Hasil penelitian menunjukkan bahwa secara prinsip KPEI memiliki dasar hukum yang jelas berdasarkan ketentuan di bidang pasar uang dan pasar modal serta KPEI dapat memenuhi persyaratan yang ditentukan oleh Bank Indonesia untuk berperan sebagai CCP SBNT. Namun demikian, tentunya peran KPEI sebagai CCP SBNT yang akan diatur dan diawasi Bank Indonesia akan memiliki
cross cutting issues dengan sektor pasar modal mengingat secara kelembagaan dasarnya KPEI merupakan CCP pasar modal yang tunduk pada beberapa aspek pengaturan di pasar modal. Oleh karena itu, hasil penelitian ini juga menyarankan perlunya Bank Indonesia melakukan koordinasi dengan Otoritas Jasa Keuangan agar setiap pengaturan dan pengawasan yang dilakukan dapat berjalan secara harmonis serta tidak terjadi tumpang tindih dengan kewenangan Otoritas Jasa Keuangan.
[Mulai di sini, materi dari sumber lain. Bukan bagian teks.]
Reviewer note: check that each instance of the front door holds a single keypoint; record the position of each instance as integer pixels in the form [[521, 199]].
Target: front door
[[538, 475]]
The role of the Central Counter Party (CCP) in financial transactions, especially in the derivatives market, is the concern and commitment of G20 member countries including Indonesia to be implemented due to the global crisis in 2008-2010. Derivatives have an important role as an alternative investment and funding as well as hedging for investors against the risk of changes in the price of financial assets that can’t be predicted so that puts investors in a loss position. However, derivatives can also have a negative impact if the implementation is done improperly so that it has an impact on financial stability and investor losses. The establishment of a derivative CCP was implemented by Bank Indonesia by issuing a regulation in 2019 governing the CCP for Interest and Exchange Rate Derivative Transactions (CCP SBNT). The establishment of the CCP SBNT within the scope of the financial market has its own challenges, both in terms of funding and the provision of adequate human resources, so that one of the options that might be explored in establishing the CCP SBNT is to use financial market infrastructure that is currently available, such as PT Kliring Penjaminan Efek Indoensia (KPEI) where the duties and functions of KPEI based on capital market law are as CCP in the capital market. This research is conducted using legal normative method. The result from this research shows that in principal, KPEI has a clear legal standing based on the capital market and money market provisions, and is able to fulfill the requirements set by Bank Indonesia to act as CCP SBNT. Nevertheless, the role of KPEI as CCP SBNT which will be regulated and supervised by Bank Indonesia will have cross cutting issues with sectors in capital market because KPEI is mainly a capital market CCP, which is regulated in many aspects by capital market law. Therefore, this research suggests that Bank Indonesia to coordinate with Otoritas Jasa Keuangan so that all regulating and supervising activities by Bank Indonesia and Otoritas Jasa Keuangan could be carried out in harmony and do not contradict each other.